Russo-Ukraine Conflict: The Missing Energy Sanctions

By Dr. Alan Greenspan, Senior Economic Advisor

Over the past week, the world has watched with horror and trepidation as Russia commenced a multipronged invasion of neighboring Ukraine. Various peace talks have been scheduled, then cancelled, and hopes of a diplomatic resolution are all but dead. It is now clear that Vladimir Putin intends to topple the Ukrainian government under President Volodymyr Zelensky in the hopes of installing a pro-Russian regime in its place. Whether that entails completely overtaking the country or creating a breakaway Donbas region to the East will likely depend on how events unfold in the coming weeks. At the time of writing, reports suggest the Russian military has been frustrated by a stiffer-than-expected Ukrainian resistance and the capital of Kyiv remains in Ukrainian control.

Ukraine’s Western allies have responded in turn with a broad range of sanctions and support measures, some of which are historical in scope. The usual sanctions on “Russian companies and individuals” now include personal sanctions on Putin himself. Switzerland has broken from its history of neutrality and will freeze the assets of Putin and other high-ranking Russian officials as well as other individuals previously sanctioned by the European Union. Germany, in a historic break from its post-WWII policy of not exporting weapons to conflict areas, will supply Ukraine with anti-tank weapons and surface-to-air missiles. Many countries are also closing their airspace to Russian carriers and cancelling flights to and from Russia. In what may turn out to be the most damaging move, a number of Russian banks will be removed from the SWIFT messaging system that is essential for the inter-bank financial transactions that facilitate international trade. Assets of the Russian central bank will also be frozen to limit the amount of foreign reserves available to fight the effects of these
sanctions.

Despite the breadth of these actions, one industry that would seem an obvious target for sanctions given the composition of the Russian economy seems to have escaped relatively unscathed – energy, and in particular natural gas. Though Germany did suspend certification of the Nord Stream 2 pipeline, the pipeline itself was never in use to begin with and Russian gas continues to flow to Europe. To understand why Europe is so hesitant to sanction an industry Russia relies so heavily upon I would like to share an excerpt of my recollection of the loss of energy independence in the United States:

How did we arrive at a state of affairs in which the balance of supply and demand is so fragile that weather, not to mention individual acts of sabotage or local insurrection, could have a significant impact on world energy supplies and hence on world economic expansion?

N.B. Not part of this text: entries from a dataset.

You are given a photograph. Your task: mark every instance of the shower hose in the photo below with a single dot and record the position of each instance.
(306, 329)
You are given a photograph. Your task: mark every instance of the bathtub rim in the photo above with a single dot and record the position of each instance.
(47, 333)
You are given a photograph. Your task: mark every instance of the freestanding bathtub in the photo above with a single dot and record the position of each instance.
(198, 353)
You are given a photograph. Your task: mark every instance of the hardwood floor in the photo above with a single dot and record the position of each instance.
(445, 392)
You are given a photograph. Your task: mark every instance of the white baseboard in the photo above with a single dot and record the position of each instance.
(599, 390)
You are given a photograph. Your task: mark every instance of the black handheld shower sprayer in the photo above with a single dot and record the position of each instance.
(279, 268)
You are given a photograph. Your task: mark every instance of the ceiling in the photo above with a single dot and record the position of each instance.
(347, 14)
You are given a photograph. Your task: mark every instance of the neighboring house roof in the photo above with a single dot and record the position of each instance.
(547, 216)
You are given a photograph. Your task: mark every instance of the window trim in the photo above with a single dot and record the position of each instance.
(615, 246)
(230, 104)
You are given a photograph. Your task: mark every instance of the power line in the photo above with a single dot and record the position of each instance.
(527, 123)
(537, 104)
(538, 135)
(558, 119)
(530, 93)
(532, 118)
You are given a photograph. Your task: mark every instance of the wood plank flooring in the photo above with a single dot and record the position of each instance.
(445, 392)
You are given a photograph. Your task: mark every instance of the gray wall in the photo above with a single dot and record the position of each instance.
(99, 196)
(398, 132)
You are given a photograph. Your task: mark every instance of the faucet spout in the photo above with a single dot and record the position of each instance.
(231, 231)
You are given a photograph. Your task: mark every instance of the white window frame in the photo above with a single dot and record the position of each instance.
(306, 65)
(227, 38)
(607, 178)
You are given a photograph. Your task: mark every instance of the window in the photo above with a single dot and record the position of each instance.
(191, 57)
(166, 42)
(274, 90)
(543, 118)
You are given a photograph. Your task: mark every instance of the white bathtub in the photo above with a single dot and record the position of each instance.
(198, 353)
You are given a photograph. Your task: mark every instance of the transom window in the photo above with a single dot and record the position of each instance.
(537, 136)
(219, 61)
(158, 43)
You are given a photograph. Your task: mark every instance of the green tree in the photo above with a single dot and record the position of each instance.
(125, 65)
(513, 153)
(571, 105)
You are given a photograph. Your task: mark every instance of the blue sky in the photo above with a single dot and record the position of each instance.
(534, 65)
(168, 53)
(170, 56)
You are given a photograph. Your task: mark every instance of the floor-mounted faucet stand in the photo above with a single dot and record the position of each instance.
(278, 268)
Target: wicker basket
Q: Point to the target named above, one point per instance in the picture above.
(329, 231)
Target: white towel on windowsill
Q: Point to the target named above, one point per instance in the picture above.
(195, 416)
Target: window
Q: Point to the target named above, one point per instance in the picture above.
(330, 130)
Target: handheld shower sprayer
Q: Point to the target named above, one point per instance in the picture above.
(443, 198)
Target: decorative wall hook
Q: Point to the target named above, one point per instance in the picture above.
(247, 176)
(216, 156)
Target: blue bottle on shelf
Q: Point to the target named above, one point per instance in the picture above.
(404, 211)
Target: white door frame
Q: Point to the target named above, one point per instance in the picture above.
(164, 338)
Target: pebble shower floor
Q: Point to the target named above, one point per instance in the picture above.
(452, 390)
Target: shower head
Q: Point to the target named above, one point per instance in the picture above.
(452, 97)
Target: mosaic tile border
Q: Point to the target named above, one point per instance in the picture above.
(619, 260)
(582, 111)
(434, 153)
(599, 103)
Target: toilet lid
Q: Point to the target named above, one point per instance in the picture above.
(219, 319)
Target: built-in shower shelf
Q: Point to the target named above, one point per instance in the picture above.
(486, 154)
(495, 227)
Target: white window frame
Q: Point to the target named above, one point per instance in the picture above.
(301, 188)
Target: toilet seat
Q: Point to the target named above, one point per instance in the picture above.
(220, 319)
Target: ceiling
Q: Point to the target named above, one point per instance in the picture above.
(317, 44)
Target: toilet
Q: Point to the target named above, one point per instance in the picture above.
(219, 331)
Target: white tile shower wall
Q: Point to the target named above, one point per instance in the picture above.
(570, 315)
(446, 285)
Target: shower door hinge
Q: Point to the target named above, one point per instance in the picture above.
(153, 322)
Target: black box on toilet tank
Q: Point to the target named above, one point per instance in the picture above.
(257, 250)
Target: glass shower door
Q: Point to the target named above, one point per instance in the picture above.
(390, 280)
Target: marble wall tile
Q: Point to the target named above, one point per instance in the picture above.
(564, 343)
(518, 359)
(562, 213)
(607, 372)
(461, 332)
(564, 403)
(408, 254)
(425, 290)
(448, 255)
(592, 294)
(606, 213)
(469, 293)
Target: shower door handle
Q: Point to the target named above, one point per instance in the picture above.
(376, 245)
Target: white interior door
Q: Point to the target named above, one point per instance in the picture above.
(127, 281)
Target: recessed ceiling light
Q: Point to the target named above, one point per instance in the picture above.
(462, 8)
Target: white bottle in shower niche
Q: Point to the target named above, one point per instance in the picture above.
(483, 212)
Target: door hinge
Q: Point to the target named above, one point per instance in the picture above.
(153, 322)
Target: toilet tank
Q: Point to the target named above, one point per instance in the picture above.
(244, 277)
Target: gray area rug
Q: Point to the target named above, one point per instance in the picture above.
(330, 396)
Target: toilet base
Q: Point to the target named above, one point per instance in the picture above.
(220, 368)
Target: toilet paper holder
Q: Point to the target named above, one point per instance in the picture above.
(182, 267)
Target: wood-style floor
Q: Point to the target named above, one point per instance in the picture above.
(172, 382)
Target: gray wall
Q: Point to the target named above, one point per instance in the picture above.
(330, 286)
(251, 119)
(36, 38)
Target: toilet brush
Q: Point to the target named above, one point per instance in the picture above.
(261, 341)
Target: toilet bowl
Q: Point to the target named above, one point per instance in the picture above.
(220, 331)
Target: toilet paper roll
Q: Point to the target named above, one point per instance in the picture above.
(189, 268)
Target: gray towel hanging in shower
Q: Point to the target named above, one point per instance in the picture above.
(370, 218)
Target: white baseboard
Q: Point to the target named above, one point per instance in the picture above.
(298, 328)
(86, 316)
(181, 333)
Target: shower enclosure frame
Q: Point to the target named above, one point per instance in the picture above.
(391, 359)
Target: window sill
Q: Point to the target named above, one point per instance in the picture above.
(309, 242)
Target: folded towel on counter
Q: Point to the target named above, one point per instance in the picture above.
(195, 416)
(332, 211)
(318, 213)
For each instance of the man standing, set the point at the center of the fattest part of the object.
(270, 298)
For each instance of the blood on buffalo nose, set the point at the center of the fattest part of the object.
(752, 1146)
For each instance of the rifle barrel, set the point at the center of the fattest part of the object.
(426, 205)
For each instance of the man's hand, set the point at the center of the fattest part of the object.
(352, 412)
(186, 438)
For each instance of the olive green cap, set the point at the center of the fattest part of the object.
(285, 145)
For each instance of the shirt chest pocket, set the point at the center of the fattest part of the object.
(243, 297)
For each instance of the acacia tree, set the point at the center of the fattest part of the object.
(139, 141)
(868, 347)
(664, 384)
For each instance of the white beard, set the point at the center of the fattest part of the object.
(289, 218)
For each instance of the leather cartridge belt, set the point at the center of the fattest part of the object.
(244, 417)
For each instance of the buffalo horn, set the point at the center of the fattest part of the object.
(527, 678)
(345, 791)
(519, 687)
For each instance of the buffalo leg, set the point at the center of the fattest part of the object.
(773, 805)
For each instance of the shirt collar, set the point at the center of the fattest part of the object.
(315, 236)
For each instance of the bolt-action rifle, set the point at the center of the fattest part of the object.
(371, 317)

During the oil industry’s first great wave of growth, in the closing years of the nineteenth century, producers judged that price stability was going to be essential to the continued expansion of the market. The necessary pricing power was in the hands of the Americans, especially John D. Rockefeller. He achieved some success in stabilizing prices around the turn of the century by gaining control of nine-tenths of U.S. refining capacity. Even after the U.S. Supreme Court broke up Rockefeller’s Standard Oil trust in 1911, pricing power remained with the United States — first with the U.S. oil companies and later with the Texas Railroad Commission. For decades, the commissioners would raise limits on output to suppress price spikes and cut permissible output to prevent sharp price declines.

Indeed, as late as 1952, crude-oil production in the United States (44 percent of it in Texas) still accounted for more than half of the world total. In 1951, excess Texas crude was supplied to the market to contain the impact on oil prices of the aborted nationalization by Mohammed Mossadeq of Iranian oil. Excess American oil was again released to the market to counter the price pressures induced by the Suez crisis of 1956 and the Six-Day War of 1967.

American oil’s historical role, however, ended in 1971, when rising world demand finally absorbed the excess crude-oil capacity of the United States. At that point, U.S. energy independence came to an end. The locus of pricing power shifted abruptly, at first to a few large Middle Eastern producers and ultimately to globalized market forces broader than they, or anyone, can contain.

To capitalize on their newly acquired pricing power, many producing nations in the early 1970s, especially in the Middle East, nationalized their oil companies. The magnitude of that power, however, was not fully evident until the oil embargo of 1973. During that period, posted crude-oil prices at Ras Tanura, Saudi Arabia, rose to more than $11 per barrel, far above the $1.80 that had been charged from 1961 to 1970. The further surge in oil prices that accompanied the Iranian Revolution in 1979 eventually pushed prices to $39 per barrel by February 1981—$77 per barrel in 2006 prices. The price peak of 2006 matched the previous record of 1981, after adjusting for inflation.

The European experience bears some similarities to that of its American cousin. Europe also used to supply
roughly the same amount of natural gas it consumed via the North Sea gas fields. As they depleted, Europe
lost its energy independence and needed to find new sources of natural gas. Exacerbating the situation was
Europe’s decision to turn away from coal power in an attempt to limit carbon emissions. The 2011 Fukushima
nuclear disaster also caused Europe to curtail new investments in nuclear power. The simple answer was the cheap natural gas from neighboring Russia, from which Europe now imports about 40% of its natural gas consumption.